The Rahimi family moved to Kabul almost 10 years ago from their village in the southeastern province of Ghazni, a Taliban stronghold.
"There weren't any schools in our area," says Rahimi, who has three other children. "There wasn't any development and [there were] no jobs. We left so that my children could have a brighter future."
Farzana and Atta were the first in the family to finish school. Rahimi, a laborer in Ghazni, and his wife only studied the first few years of elementary school.
Life for the Rahimi family was difficult in the Afghan capital, an overcrowded city of 4 million people at risk of near-constant militant attacks and mass unemployment. The family rented a room in their predominately Hazara neighborhood in western Kabul where running water and electricity worked only sporadically.
But for Rahimi, the sacrifice would almost certainly be worth it -- his children would have a better life.
Farzana and Atta had big dreams.
"Farzana was always saying she wanted to be a teacher and give back to her country," he recalls. "Atta was writing articles for a news agency and wanted to become a lawyer. He was interested in social and cultural issues."
"It's an unbearable loss for us," Rahimi says. "But these children who were killed, including my own, were the future of the country. They are also Afghanistan's loss. They were the next generation of doctors, engineers, and teachers."
Atta, who worked for the Farhang news agency, became the 12th reporter killed in Afghanistan this year -- the "bloodiest reporting period" ever for journalists in that country, the Afghan Journalists Safety Committee, a local watchdog, said.

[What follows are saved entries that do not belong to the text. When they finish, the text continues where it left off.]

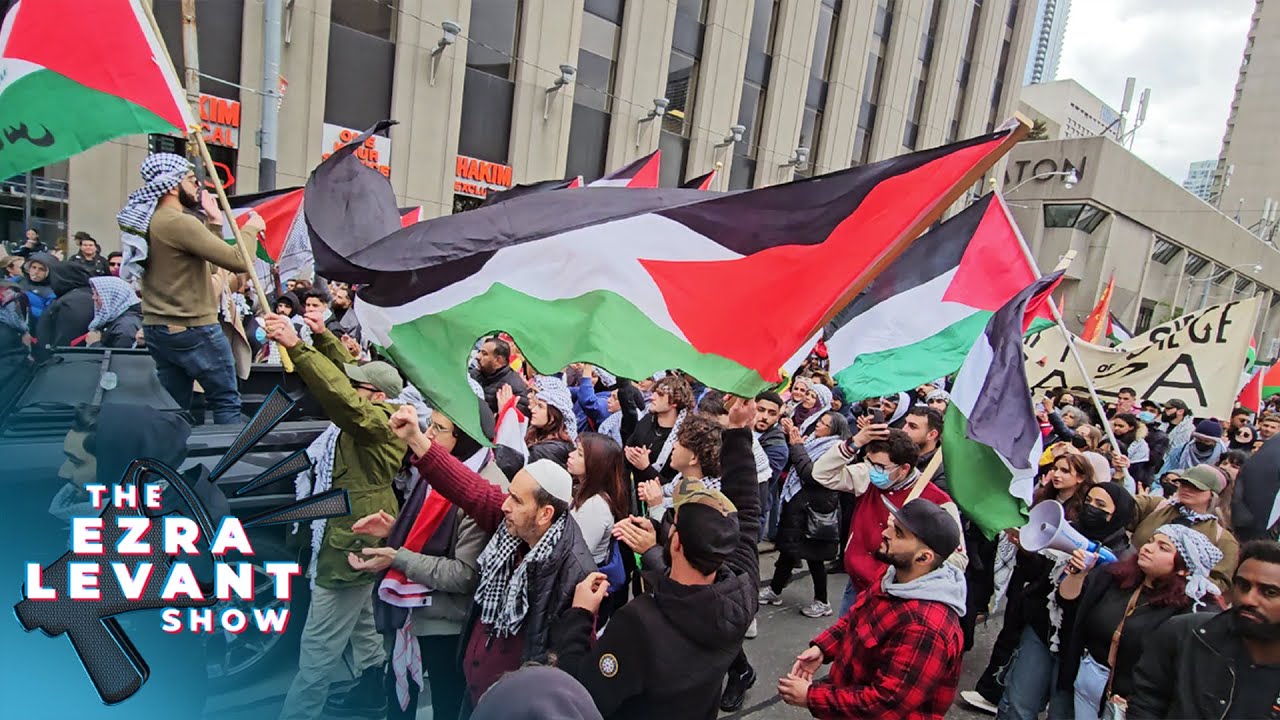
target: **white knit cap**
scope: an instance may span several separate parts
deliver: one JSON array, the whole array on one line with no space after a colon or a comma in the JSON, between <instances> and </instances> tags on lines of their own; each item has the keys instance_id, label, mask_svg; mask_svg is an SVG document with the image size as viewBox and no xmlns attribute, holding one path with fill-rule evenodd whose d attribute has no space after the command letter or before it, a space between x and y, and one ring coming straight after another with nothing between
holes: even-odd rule
<instances>
[{"instance_id":1,"label":"white knit cap","mask_svg":"<svg viewBox=\"0 0 1280 720\"><path fill-rule=\"evenodd\" d=\"M553 460L535 460L524 466L524 471L534 482L542 486L551 497L564 503L573 501L573 478L569 471L560 467Z\"/></svg>"},{"instance_id":2,"label":"white knit cap","mask_svg":"<svg viewBox=\"0 0 1280 720\"><path fill-rule=\"evenodd\" d=\"M1222 562L1222 550L1214 545L1208 537L1185 525L1161 525L1153 535L1164 535L1178 548L1182 562L1186 563L1187 597L1194 601L1192 607L1199 607L1205 595L1221 595L1222 591L1209 579L1209 573Z\"/></svg>"}]
</instances>

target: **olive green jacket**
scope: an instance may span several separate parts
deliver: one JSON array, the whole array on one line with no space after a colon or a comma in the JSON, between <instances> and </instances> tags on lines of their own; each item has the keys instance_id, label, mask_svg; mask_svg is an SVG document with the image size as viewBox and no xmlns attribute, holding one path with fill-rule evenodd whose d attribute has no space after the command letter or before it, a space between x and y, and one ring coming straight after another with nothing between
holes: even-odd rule
<instances>
[{"instance_id":1,"label":"olive green jacket","mask_svg":"<svg viewBox=\"0 0 1280 720\"><path fill-rule=\"evenodd\" d=\"M289 357L312 397L342 431L334 452L333 489L346 490L351 498L351 514L329 518L326 523L316 558L316 585L330 590L368 585L375 576L351 569L347 553L359 554L362 548L381 545L382 540L358 535L351 526L379 510L399 513L391 481L407 448L387 424L395 406L369 402L351 387L342 369L351 357L333 333L315 335L312 342L314 346L299 343L291 348Z\"/></svg>"}]
</instances>

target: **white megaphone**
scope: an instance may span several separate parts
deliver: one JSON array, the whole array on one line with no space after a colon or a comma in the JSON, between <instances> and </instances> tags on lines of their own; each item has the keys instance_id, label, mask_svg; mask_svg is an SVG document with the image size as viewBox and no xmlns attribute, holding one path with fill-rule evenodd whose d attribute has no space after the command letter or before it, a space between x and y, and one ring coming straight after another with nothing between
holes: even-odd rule
<instances>
[{"instance_id":1,"label":"white megaphone","mask_svg":"<svg viewBox=\"0 0 1280 720\"><path fill-rule=\"evenodd\" d=\"M1062 503L1057 500L1045 500L1031 508L1031 515L1026 526L1019 535L1022 549L1027 552L1040 552L1046 548L1067 554L1076 550L1084 550L1098 556L1098 562L1115 562L1115 553L1106 546L1096 543L1067 522Z\"/></svg>"}]
</instances>

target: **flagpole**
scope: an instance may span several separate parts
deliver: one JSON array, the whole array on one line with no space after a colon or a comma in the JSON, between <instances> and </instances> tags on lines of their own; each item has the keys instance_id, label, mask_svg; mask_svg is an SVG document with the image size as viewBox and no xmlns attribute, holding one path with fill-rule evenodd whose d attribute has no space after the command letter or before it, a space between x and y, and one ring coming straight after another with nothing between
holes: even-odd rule
<instances>
[{"instance_id":1,"label":"flagpole","mask_svg":"<svg viewBox=\"0 0 1280 720\"><path fill-rule=\"evenodd\" d=\"M177 77L178 71L173 67L173 59L169 55L169 48L165 46L164 35L161 34L160 26L156 24L156 17L151 12L151 3L140 2L138 4L142 6L142 11L147 16L147 22L151 24L151 32L155 33L156 41L160 43L160 51L164 55L164 61L169 63L169 67L173 69L174 77ZM193 117L199 117L199 92L195 88L188 87L187 96L191 97L193 94L197 98L197 102L194 103L195 106L192 107L192 110L195 111ZM187 132L191 138L195 139L196 146L200 149L200 161L204 163L206 168L211 170L213 188L218 195L218 207L222 210L223 219L231 227L231 234L235 235L236 248L240 250L240 258L247 268L249 281L253 284L253 289L257 291L258 307L264 314L270 312L271 302L267 299L267 294L262 289L262 281L258 279L257 270L253 267L253 253L249 252L249 246L245 244L244 237L240 234L240 228L236 226L235 214L231 211L231 201L227 199L227 193L222 188L222 178L218 176L218 170L213 166L213 158L209 155L209 146L205 145L204 134L201 132L199 125L194 128L187 128ZM289 353L284 352L283 349L280 352L280 366L287 373L293 372L293 360L289 357Z\"/></svg>"},{"instance_id":2,"label":"flagpole","mask_svg":"<svg viewBox=\"0 0 1280 720\"><path fill-rule=\"evenodd\" d=\"M1000 203L1000 209L1004 212L1005 217L1009 220L1009 227L1013 228L1013 234L1018 238L1018 245L1022 248L1022 255L1026 258L1027 264L1035 271L1037 277L1041 277L1040 266L1036 264L1035 256L1031 254L1031 248L1027 247L1027 240L1022 236L1022 230L1018 228L1018 224L1013 221L1013 215L1009 213L1009 206L1004 202L1004 196L999 191L992 190L995 195L996 202ZM1068 250L1063 255L1058 265L1062 270L1066 270L1071 265L1071 261L1075 259L1075 250ZM1064 264L1065 263L1065 264ZM1056 272L1056 270L1055 270ZM1107 433L1107 439L1111 441L1111 449L1120 452L1120 443L1116 440L1116 434L1111 431L1111 423L1107 422L1107 409L1102 405L1102 399L1098 397L1098 389L1093 386L1093 377L1089 375L1089 369L1085 367L1084 358L1080 357L1080 350L1076 347L1075 337L1067 330L1067 324L1062 321L1062 313L1058 312L1058 304L1053 301L1050 295L1049 313L1053 315L1053 320L1058 324L1058 329L1062 331L1062 336L1066 338L1067 348L1071 350L1071 357L1075 359L1076 366L1080 368L1080 374L1084 376L1085 387L1089 389L1089 397L1093 398L1093 407L1098 411L1098 419L1102 422L1102 429Z\"/></svg>"}]
</instances>

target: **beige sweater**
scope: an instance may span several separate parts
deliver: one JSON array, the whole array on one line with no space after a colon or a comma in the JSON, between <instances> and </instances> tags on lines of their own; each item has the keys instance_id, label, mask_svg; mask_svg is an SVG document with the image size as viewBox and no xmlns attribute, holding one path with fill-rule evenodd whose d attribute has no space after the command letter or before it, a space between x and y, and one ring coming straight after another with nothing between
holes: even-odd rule
<instances>
[{"instance_id":1,"label":"beige sweater","mask_svg":"<svg viewBox=\"0 0 1280 720\"><path fill-rule=\"evenodd\" d=\"M249 251L257 241L245 233ZM142 276L144 325L199 327L218 322L218 296L210 275L214 268L247 272L235 245L228 245L194 215L157 208L151 217L147 270Z\"/></svg>"}]
</instances>

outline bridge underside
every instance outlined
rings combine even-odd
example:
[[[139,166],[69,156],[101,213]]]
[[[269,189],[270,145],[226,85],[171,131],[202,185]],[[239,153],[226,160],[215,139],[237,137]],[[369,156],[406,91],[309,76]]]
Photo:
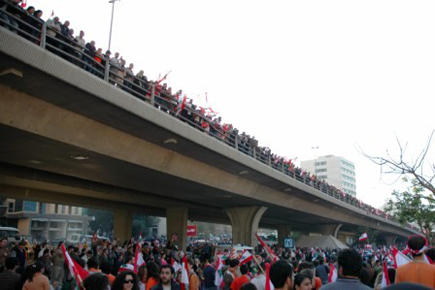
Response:
[[[268,208],[262,227],[315,231],[340,223],[343,231],[365,225],[408,234],[204,136],[46,51],[30,47],[20,52],[26,45],[32,44],[14,49],[22,60],[0,52],[2,195],[160,216],[183,207],[189,219],[228,224],[226,209],[259,206]],[[33,61],[40,69],[26,64]]]

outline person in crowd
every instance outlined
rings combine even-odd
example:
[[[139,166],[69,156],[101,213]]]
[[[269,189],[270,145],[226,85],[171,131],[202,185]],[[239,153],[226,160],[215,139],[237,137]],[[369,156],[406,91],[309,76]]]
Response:
[[[231,290],[240,290],[240,288],[242,288],[244,284],[249,283],[250,278],[248,276],[248,266],[246,266],[245,264],[240,266],[240,273],[242,275],[235,278],[233,280],[233,283],[231,283]]]
[[[89,274],[101,273],[100,264],[98,263],[97,257],[92,257],[86,262]]]
[[[408,249],[412,262],[397,268],[396,283],[411,282],[435,288],[435,266],[427,264],[423,256],[427,249],[426,238],[419,235],[409,237]]]
[[[6,259],[9,257],[8,239],[0,239],[0,272],[3,271],[6,263]]]
[[[89,275],[83,281],[83,288],[85,290],[108,290],[110,289],[109,278],[100,273]]]
[[[137,275],[132,271],[119,273],[111,290],[139,290]]]
[[[305,273],[296,274],[294,279],[294,290],[313,289],[312,280],[313,276],[307,275]]]
[[[264,264],[264,262],[262,262],[260,266],[257,265],[257,273],[250,282],[255,285],[257,290],[264,290],[266,287],[266,275],[264,273],[265,269],[266,269],[266,265]]]
[[[125,80],[124,86],[127,87],[127,92],[131,92],[132,84],[134,83],[134,73],[133,73],[134,65],[130,63],[130,65],[125,68]]]
[[[213,257],[204,255],[204,270],[202,275],[204,277],[204,290],[216,290],[217,287],[214,284],[216,279],[216,269],[213,267]]]
[[[18,261],[16,258],[8,257],[5,262],[6,270],[0,273],[0,286],[2,290],[20,290],[21,275],[16,273]]]
[[[160,266],[160,283],[153,290],[180,290],[180,285],[174,281],[175,271],[170,265]]]
[[[193,270],[193,266],[195,265],[195,262],[192,258],[187,258],[187,267],[188,267],[188,275],[189,275],[189,290],[199,290],[200,287],[200,281],[198,278],[198,275],[196,275],[195,271]]]
[[[35,263],[26,268],[26,282],[23,285],[23,290],[49,290],[50,282],[43,274],[43,266],[40,263]]]
[[[254,284],[246,283],[246,284],[243,284],[243,286],[242,286],[242,288],[240,288],[240,290],[258,290],[258,289],[257,289],[257,286],[255,286]]]
[[[147,280],[146,280],[146,290],[151,290],[154,286],[159,284],[160,281],[160,269],[159,266],[154,261],[149,261],[147,263]]]
[[[322,280],[322,284],[328,284],[328,274],[329,268],[324,264],[325,260],[321,257],[319,258],[319,265],[316,267],[316,277],[319,277]]]
[[[51,275],[52,281],[56,281],[58,286],[62,286],[63,278],[64,278],[64,265],[65,259],[63,257],[62,249],[57,247],[54,252],[54,255],[51,257],[53,263],[53,273]]]
[[[85,50],[83,54],[83,61],[86,63],[86,70],[92,74],[95,74],[93,59],[95,54],[97,53],[97,49],[95,48],[95,41],[91,41],[86,43]]]
[[[100,264],[101,272],[109,279],[110,286],[115,282],[116,277],[112,275],[113,266],[109,261],[102,261]]]
[[[232,259],[229,261],[229,268],[225,271],[224,274],[224,290],[231,289],[231,284],[234,279],[237,278],[237,269],[239,267],[239,260]]]
[[[275,290],[293,289],[293,267],[284,260],[275,262],[270,267],[270,281]]]
[[[324,285],[321,290],[332,289],[355,289],[364,290],[372,289],[359,280],[359,274],[362,269],[361,255],[355,249],[344,249],[338,253],[338,275],[337,281]]]
[[[18,260],[18,269],[17,269],[17,273],[24,275],[25,270],[26,270],[26,263],[27,263],[27,259],[26,259],[26,241],[20,241],[18,243],[18,246],[16,246],[15,248],[12,249],[11,251],[11,257],[15,257]]]
[[[139,290],[145,290],[146,289],[146,283],[147,283],[147,265],[141,265],[139,267],[138,273],[138,280],[139,280]]]
[[[104,55],[103,55],[103,49],[100,47],[97,49],[97,51],[95,52],[94,55],[94,67],[95,67],[95,71],[98,72],[98,76],[102,77],[104,74],[104,68],[102,66],[102,62],[104,59]]]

Farzana and Atta were buried in a funeral service atop a dusty hill in Kabul on August 16, their wooden caskets lined next to dozens of others.
When Rahimi went to the hospital morgue to identify his children, he says, he could barely recognize them.
"Their bodies were shattered," Rahimi says, pausing for a moment before continuing, "Their faces had been disfigured beyond recognition. I recognized them only because of the clothes they were wearing."
The twins had been inseparable since birth. They were born only 15 minutes apart and spent most of their short lives together. "They were best friends," Rahimi says. "They laughed, cried, and dreamed together."
They were also hunched over the same desk, studying to carve out a brighter future, when they were killed together.